Skeletal Development Laboratory
The Laboratory of Bone Growth and Development broadly examines the direct effects and long term consequences of early nutrition on bone growth, bone quality, fracture risk, attainment of peak bone mass and risk of osteoporosis in the elderly. Major focuses of the laboratory are in understanding the long term consequences of infant formula (cow’s milk formula and soy formula) feeding relative to breast feeding on aspects of bone growth and development; examining the skeletal effects of feeding soy, fruits and vegetables in early development and understanding the effects of maternal and pediatric obesity and high fat diets on bone quality and fracture risk.
|Jin-Ran Chen, PhD
Kartik Shankar, PhD
Aline Andres, PhD
Thomas Badger, PhD
Martin Ronis, PhD
|Oxana Lazarenko, MD
Michael Blackburn, BS
Kelly Mercer, PhD
Formula vs. Breast Feeding
Although breast feeding remains the gold standard, the majority of infants in the U.S.A. are formula-fed. There appear to be significant differences in skeletal development between breast-fed and formula-fed infants. We are interested in determining if these diet-related differences in infants persist into adulthood and affect attainment of peak bone mass. In addition we are interested in identifying novel bone anabolic factors in soy and dairy products using bioactivity directed fractionation with Dr. Wu (Analytical Core). We are examining these questions using pig and rodent models including transgenic and knock out mouse stains analyzed by cutting edge bone-specific techniques in collaboration with the Center for Orthopedic Research at UAMS including CT scanning, dynamic histomorphometry, immunohistochemistry and in situ hybridization in decalcified bone sections and utilizing molecular approaches such as targeted arrays, microarrays and massively parallel sequencing. In addition, pathways involved in anaboilic bone responses are being analyzed in ex-vivo mesenchymal stem cell cultures and in bone cell lines manipulated by stable transfection and siRNA knockdown approaches. Clinical translational studies using CT scanning and DXA are conducted with Drs. Badger and Andres (Clinical Studies Core) in infants from the “Beginnings” and “Glowings” studies.

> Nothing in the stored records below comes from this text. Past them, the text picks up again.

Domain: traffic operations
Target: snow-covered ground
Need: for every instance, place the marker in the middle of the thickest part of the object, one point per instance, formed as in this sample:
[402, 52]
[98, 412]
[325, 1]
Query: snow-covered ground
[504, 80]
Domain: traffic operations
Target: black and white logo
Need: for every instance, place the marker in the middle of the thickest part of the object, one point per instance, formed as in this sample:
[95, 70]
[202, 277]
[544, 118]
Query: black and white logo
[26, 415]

Early Diet and Attainment of Peak Bone Mass
It is becoming increasingly apparent that early interventions such as exercise and diet may affect attainment of peak bone mass and risk of degenerative bone disease in adults/the elderly. We are interested in examining the long term effects of early fruit and vegetable consumption on risk of osteoporosis. Current work is focused on persistent effects soy and blueberry consumption prior to and during puberty on mesenchymal stem cell proliferation and differentiation in animal models of peak bone mass and post-menopausal bone loss.

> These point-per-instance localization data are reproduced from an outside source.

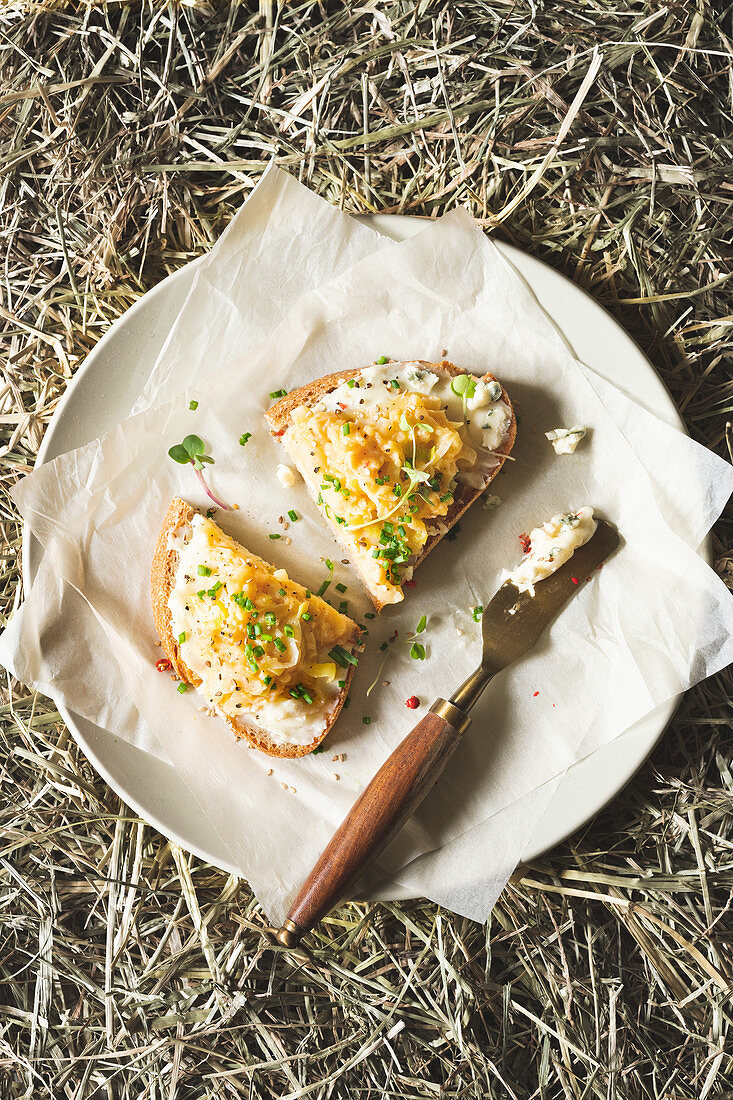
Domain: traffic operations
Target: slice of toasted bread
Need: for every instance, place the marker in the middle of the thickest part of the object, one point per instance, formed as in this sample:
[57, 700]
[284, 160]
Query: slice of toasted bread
[281, 420]
[222, 650]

Maternal and Pediatric Obesity and Fracture Risk in Infants and Children
The dogma has long been that increased load bearing results in greater bone mineral density (BMD) and stronger bone with increasing body weight. However, more recent studies focused on bone quality have suggested that if weight is removed as a variable, BMD is inversely correlated with % fat mass. There is evidence that high fat diet-driven obesity reduces bone mass and quality in early development associated with increased fracture risk in obese children. In addition, recent studies in animal models suggest that maternal obesity may delay or impair fetal and neonatal bone development. We are studying these questions in rodent models utilizing total enteral nutrition to completely control diet composition and dissociate weight gain from adiposity and clinically in the “Glowings” study. We are focused on the potential roles of adipokines and fatty acids to impair bone formation via inhibition of Wnt signaling and to stimulate bone resorption through induction of RANKL pathways.
NIH Funded Projects
In addition to nutrition-related projects, the laboratory is funded through an NIH, NIAAA R01 grant to Dr. Ronis to determine the potential role of NADPH-oxidase enzymes as the source of reactive oxygen species in bone driving increased bone resorption after chronic alcohol abuse.